I don’t know. I just do not know. I want to say it’s random, and I’m not sure why, but I just cannot bring myself to do that. Honestly, I can’t stop wondering if the reality of the whole thing is that I cannot possibly comprehend the way two souls can end up on a collision course, and just like no one knew what would happen at the Large Hadron Collider but it didn’t stop them from trying, I have no idea how this particular reaction is going to end either. But at no point in this whole thing have I ever been scared of imploding into a black hole, and if you know me, you know I am terrified of that exact thing happening almost constantly.
The last thing I would end this incredibly personal rant on how little I understand anything on is a quote by Elizabeth Gilbert, which I love even though she’s responsible for the estrogen filled zit that is Eat, Pray, Love. “A true soul mate is probably the most important person you’ll ever meet, because they tear down your walls and smack you awake… Soul mates, they come into your life just to reveal another layer of yourself to you, and then leave.

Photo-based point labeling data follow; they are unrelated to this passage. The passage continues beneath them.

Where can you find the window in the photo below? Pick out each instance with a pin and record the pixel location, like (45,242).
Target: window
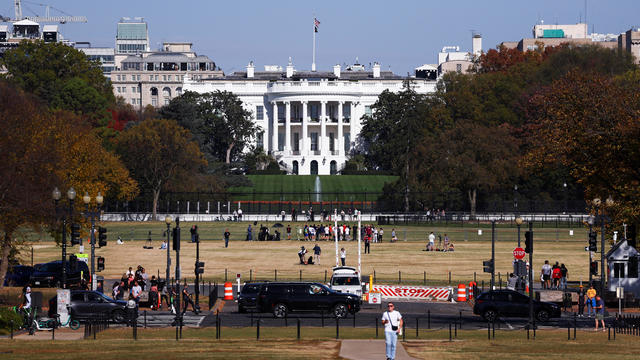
(633,267)
(618,270)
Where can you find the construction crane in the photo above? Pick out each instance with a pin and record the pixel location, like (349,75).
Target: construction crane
(65,18)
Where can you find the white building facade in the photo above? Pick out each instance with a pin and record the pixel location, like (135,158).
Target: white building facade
(309,120)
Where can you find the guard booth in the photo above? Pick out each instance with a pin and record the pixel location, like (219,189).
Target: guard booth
(622,262)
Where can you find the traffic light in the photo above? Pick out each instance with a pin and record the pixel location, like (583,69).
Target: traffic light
(176,239)
(631,235)
(75,234)
(102,236)
(528,242)
(593,241)
(199,267)
(488,266)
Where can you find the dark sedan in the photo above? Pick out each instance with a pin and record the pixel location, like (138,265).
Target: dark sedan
(508,303)
(247,300)
(88,305)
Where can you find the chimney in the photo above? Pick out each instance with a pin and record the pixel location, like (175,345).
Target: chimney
(477,45)
(290,68)
(250,69)
(376,70)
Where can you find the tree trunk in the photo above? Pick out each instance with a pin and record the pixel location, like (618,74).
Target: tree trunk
(5,249)
(472,202)
(229,152)
(156,196)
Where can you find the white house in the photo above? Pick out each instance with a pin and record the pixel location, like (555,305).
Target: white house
(310,119)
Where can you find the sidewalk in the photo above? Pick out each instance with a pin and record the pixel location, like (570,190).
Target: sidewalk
(369,350)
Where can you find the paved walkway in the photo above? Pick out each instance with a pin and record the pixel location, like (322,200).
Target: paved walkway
(369,350)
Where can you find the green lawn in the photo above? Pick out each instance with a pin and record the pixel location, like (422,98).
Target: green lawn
(302,187)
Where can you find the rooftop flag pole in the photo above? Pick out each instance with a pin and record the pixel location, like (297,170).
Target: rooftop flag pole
(315,30)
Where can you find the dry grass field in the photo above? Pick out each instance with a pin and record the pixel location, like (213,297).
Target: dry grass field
(260,260)
(320,343)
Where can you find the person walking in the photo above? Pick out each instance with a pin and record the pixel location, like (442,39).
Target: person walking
(591,299)
(316,253)
(392,320)
(226,235)
(599,312)
(367,245)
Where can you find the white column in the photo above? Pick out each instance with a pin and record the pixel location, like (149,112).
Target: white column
(287,128)
(323,128)
(274,138)
(340,134)
(352,123)
(304,147)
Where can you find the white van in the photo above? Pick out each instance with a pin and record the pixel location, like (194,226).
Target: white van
(346,279)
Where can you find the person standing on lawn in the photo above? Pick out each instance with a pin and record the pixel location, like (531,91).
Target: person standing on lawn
(226,235)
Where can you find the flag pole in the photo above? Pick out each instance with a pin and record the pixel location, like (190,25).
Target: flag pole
(313,63)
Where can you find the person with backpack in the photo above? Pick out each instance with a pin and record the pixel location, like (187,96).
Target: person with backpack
(392,321)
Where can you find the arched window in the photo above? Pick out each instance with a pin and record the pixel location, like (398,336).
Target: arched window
(333,167)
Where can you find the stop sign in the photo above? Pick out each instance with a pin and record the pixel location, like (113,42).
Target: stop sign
(518,253)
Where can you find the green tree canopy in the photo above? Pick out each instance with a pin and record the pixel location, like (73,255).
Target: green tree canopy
(222,127)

A soul mate’s purpose is to shake you up, tear apart your ego a little bit, show you your obstacles and addictions, break your heart open so new light can get in, and make you so desperate and out of control that you have to transform your life.”

Monday, November 19, 2012

A small list of my favorite memories

Oh Jesus, trying to write a long blog post on a Czech keyboard is breaking my brain right now. The Zs are switched with the Ys and none of the punctuation is in the right spot. But anyhow, I have an hour to kill between classes on Mondays which I typically fill with running across the square for lunch, but I'm STILL full from my trip to Austria (every woman in the country felt obligated to feed me) so I'm skipping lunch and a killing time on the internet. So I figured I'd compose a small list of my favorite memories cause I'm also feeling a little morose today. These all, obviously, have stories behind them, but I doubt I'll go into much detail. Unless you ask. Also, these are in no special order.

My 20th Birthday - Even if I am less than fond of the person he became and the things that resulting person did, me and the ex used to get along quite swimmingly. And one of my fondest memories in the last couple years is walking together through an art exhibit of Italian painters from the 15-17 centuries while he explained painting techniques to me.

The Prague Botanical Gardens - I am not making a strong case for my happiness being independent of the men I'm seeing, am I? Oh well. I have done and seen a lot of really cool stuff here, and I could make a massive list of those experiences a mile long and still have to leave shit out. But by far my favorite day was the one I spent at the Botanical Gardens with a certain Czech local because it had all my favorite things and still managed to transcend the sum of its parts. We slept in, had a small lunch of his mom's bad ass cooking, I got to see something breathtakingly beautiful, and most of all we talked about anything and everything. I love that, just being with someone so completely that you lose grasp of time.

Saint Patrick's Day - This past St Patty's one of our roommates threw a small party, and I am not normally a party person. But after the guests left, it turned into me and Nick slow dancing around the living room and cuddling with Claire. That moment, listening to Billie Holiday while Nick spun me around the wood floors and Claire watched was a great moment of sunshine in what was otherwise a very shitty quarter for me. And the next morning hung over Chinese and basketball with Alex rounded it all out perfectly.

My grandma's waffles - My maternal grandma passed away when I was 15, and the fact that I didn't know her better is one of my greatest regrets. I'm told I'm a lot like her, in certain aspects. My grandma was a hard, angry woman with a lot of unresolved hurt in her life. But she was also fiercely loyal, giving, and protective. I kind of picture my grandma like an old cranky pit bull, and heaven help anyone who threatened her loved ones. And she was an amazing cook, and as kids we would have run over hot coals for grandma's waffles in the morning. So she'd make us a trade: she would make waffles in the morning if we spent the night at her house. I will, until the day I die, remember with absolute clarity sitting at grandma's kitchen table in the late morning sunlight eating waffles off her brown earthenware plates doused in syrup that came out of a oft- refilled Scrooge McDuck bottle.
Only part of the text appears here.